Unfortunately, we do not have extensive records of Indian/Puritan encounters during the seventeenth century composed from a Native American perspective. But some written accounts, pictographs, archaeological evidence, and transcriptions of oral traditions survive to give an indication of what Indians thought about the English settlers in New England. Some of the most interesting records remain from Natick, an Indian “Praying Town” east of Boston. Established in 1651 by missionary John Eliot, Natick consisted of English-style homesteads, three streets, a bridge across the Charles River, as well as a meetinghouse, which housed a school, and the governing body. The Indian residents of Natick were taught to read and write in their native language of Massachuset, using letters from the Roman alphabet. In 1988, anthropologists Kathleen Bragdon and Goddard Ives translated the town records from Natick into English and published an accompanying grammar for the Massachuset language under the title Native Writings in Massachusett. Our understanding of native lives and the Algonquian view of conquest has been further enhanced by Williams Simmons’s ground-breaking collection of Algonquian oral tradition from southeastern New England, The Spirit of New England Tribes, and Indian Converts (1727), and Experience Mayhew’s biographies of four generations of Wampanoag men, women, and children from the island of Martha’s Vineyard. These documents suggest that Indian converts often adapted Christianity to suit their needs and to face the trials of conquest, rather than merely being transformed into “Red Puritans.”

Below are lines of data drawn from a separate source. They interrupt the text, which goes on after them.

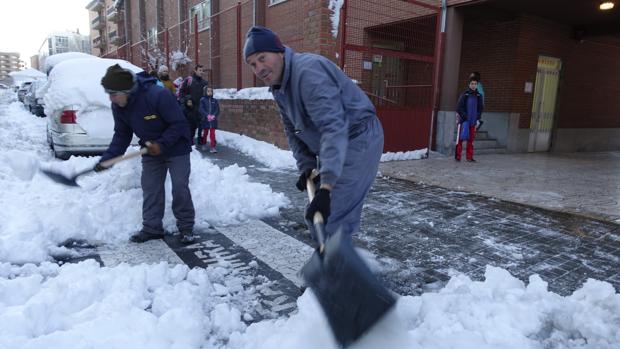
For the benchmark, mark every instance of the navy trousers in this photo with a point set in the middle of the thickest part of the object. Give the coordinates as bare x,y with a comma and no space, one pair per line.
154,172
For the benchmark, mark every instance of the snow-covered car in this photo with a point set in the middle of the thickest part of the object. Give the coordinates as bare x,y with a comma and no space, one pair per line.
33,100
53,60
80,120
21,92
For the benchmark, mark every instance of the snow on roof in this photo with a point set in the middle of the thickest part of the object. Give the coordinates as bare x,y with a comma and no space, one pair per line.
77,82
52,60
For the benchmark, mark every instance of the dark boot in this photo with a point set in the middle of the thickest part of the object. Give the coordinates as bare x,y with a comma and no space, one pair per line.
187,237
143,236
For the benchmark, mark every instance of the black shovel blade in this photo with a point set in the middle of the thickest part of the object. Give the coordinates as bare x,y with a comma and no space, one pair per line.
351,296
60,178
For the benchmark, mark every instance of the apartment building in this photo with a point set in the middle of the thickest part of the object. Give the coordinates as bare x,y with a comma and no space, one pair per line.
548,67
61,42
9,62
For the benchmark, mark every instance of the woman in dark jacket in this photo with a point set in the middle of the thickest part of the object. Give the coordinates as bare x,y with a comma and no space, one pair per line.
209,112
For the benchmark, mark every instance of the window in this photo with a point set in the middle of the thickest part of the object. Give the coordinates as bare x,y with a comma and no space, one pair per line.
275,2
152,36
62,44
203,11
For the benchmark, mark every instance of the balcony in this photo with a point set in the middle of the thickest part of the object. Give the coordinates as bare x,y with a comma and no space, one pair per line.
98,43
97,23
112,14
95,5
115,39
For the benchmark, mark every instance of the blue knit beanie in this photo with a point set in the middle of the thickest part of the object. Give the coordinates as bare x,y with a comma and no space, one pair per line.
261,39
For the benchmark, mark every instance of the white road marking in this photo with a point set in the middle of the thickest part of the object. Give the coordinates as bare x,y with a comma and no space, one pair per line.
281,252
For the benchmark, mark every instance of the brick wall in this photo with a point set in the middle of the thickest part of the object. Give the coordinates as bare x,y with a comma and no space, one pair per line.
490,47
259,119
590,89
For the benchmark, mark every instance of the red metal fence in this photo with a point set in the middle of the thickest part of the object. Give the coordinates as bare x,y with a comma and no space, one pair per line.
389,49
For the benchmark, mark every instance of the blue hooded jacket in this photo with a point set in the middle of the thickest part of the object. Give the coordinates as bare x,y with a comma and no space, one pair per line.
153,114
470,106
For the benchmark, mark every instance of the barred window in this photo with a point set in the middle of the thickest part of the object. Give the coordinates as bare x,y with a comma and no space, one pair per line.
275,2
203,11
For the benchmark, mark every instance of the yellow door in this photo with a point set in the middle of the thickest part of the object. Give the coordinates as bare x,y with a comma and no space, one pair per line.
543,108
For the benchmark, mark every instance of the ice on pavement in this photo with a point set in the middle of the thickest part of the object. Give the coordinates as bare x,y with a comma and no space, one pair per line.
85,305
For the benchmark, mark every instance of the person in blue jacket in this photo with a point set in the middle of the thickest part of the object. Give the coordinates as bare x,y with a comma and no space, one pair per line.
469,108
326,117
209,113
152,113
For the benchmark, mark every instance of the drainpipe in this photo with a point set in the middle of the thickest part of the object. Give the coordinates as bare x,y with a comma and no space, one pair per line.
439,42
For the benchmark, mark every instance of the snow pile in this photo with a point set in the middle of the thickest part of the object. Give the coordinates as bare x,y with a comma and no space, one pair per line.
53,60
161,306
86,306
39,214
408,155
267,153
246,93
77,82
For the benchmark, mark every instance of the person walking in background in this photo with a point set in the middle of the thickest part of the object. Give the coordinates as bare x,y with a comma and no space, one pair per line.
469,109
325,116
153,74
190,93
164,77
209,112
153,114
480,88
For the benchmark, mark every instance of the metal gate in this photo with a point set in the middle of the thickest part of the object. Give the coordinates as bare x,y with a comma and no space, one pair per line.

In the colony of Pennsylvania, William Penn and the Quakers demonstrated that Indian-European relations did not have to be based on intolerance or violence toward native cultures. Initiating contact with the Delaware in his “Letter to the Lenni Lenape,” Penn showed respect for Native American culture, pledged to treat Native Americans as equals, and acknowledged their land rights. The Pennsylvania seal provides a telling contrast to the seal of the Massachusetts Bay Colony, revealing important differences in the two colonies’ attitudes toward and treatment of Native Americans. Rather than depicting the Indians as inferior beings in need of help, the Pennsylvania seal offers an image of harmony and equality: a Native American and a European share a pipe, while the motto proclaims “Let us look to the Most High who blessed our fathers with peace.” Under Penn’s leadership, the Quakers were scrupulously fair in their negotiations of land deals with Native Americans. The wampum belt featured in the archive, which functioned within Delaware culture as a kind of land deed, testifies to the Quakers’ willingness to participate in and respect Indian cultural practices. As a result of their commitment to tolerance and mutual respect, the Quakers and Indians lived in peace in Pennsylvania for over half a century.


  1. Comprehension: How did the Puritans’ understanding of the Bible shape their attitudes toward Native Americans? How did Quaker theology shape their relationship with Native Americans? How did the theology of Native American Christians affect their attitudes towards whites?
  2. Comprehension: How did Puritans justify seizing Native American land? Can you find examples of these justifications in any of the texts covered in this unit (Bradford, Rowlandson, Knight, Winthrop, or Occom, for example)?
  3. Context: What does John Underhill’s sketch of the Puritan attack on the Pequot community tell you about the Puritans’ method of war or their feelings about that particular battle? How does the presence of Narragansett allies (the outer ring of figures in the sketch) complicate our understanding of the battle? How does the sketch compare with the written account of the Pequot War William Bradford gives in Of Plymouth Plantation?
  4. Context: Samson Occom composed his “Short Narrative” almost a century after the conclusion of King Philip’s War. How do white attitudes toward Native Americans seem to have changed by his time? How do they seem similar? How does his narrative challenge whites’ ideas about Indians?
  5. Exploration: How do later eighteenth-, nineteenth-, and twentieth-century romanticized visions of Native Americans as “noble savages” relate to Puritan and Quaker ideas about Native Americans? Why do you think the “noble savage” concept became so popular later in American history?
  6. Exploration: How do white Americans’ attitudes toward Native Americans through the centuries compare to their attitudes toward other non-white groups?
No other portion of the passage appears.